We are in Bremen, Germany, where the 2025 Ministerial Council of the European Space Agency is being held. Two days in which the top management of ESA, together with the ministers for space policies of the member countries – including Italy – are deciding Europe’s future in space for the next 15 years.
ESA Director General Josef Aschbacher proposed the Strategy2040 action plan in the morning, divided into five key objectives:
- Earth observation for environmental and climate monitoring;
- scientific research and space exploration through space missions in the Solar System;
- autonomy for access to space with the development of European launchers;
- European economic and industrial competitiveness and, last but not least
- inspire and involve citizens and the policy sphere.

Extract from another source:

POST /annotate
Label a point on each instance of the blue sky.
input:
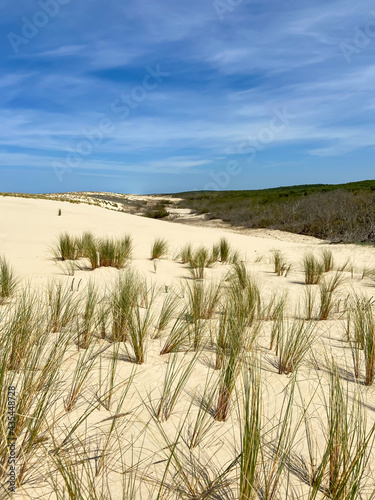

To achieve this objective, ESA has requested a budget of 22 billion euros from member states, an increase of approximately 2 billion compared to what was requested in the last Council three years ago, also motivated by the increasingly strategic role space and its infrastructures are having especially in the field of national defense in this particular historical period, in which the European Union finds itself squeezed in the east between the war in Ukraine and the growing security threats coming from Russia, and in the west by the threats of withdrawal from support for European defense by the USA.
As reiterated by Aschbacher, today we find ourselves in a “perfect storm” and for this reason, more than in the past, space is playing an increasingly crucial part of a great geopolitical, economic, industrial game on which not only national security but also environmental issues depend, especially in light of the relative failure of COP30 in Brazil to “keep alive” the Paris Agreements. The new ESA strategy, according to Aschbacher, will serve to make Europe a protagonist in this challenge whose main “competitors” include the USA (currently engaged in the return of humans to the Moon with the Artemis programme) and China, which in recent years has been showing enormous and rapid progress in the space sector.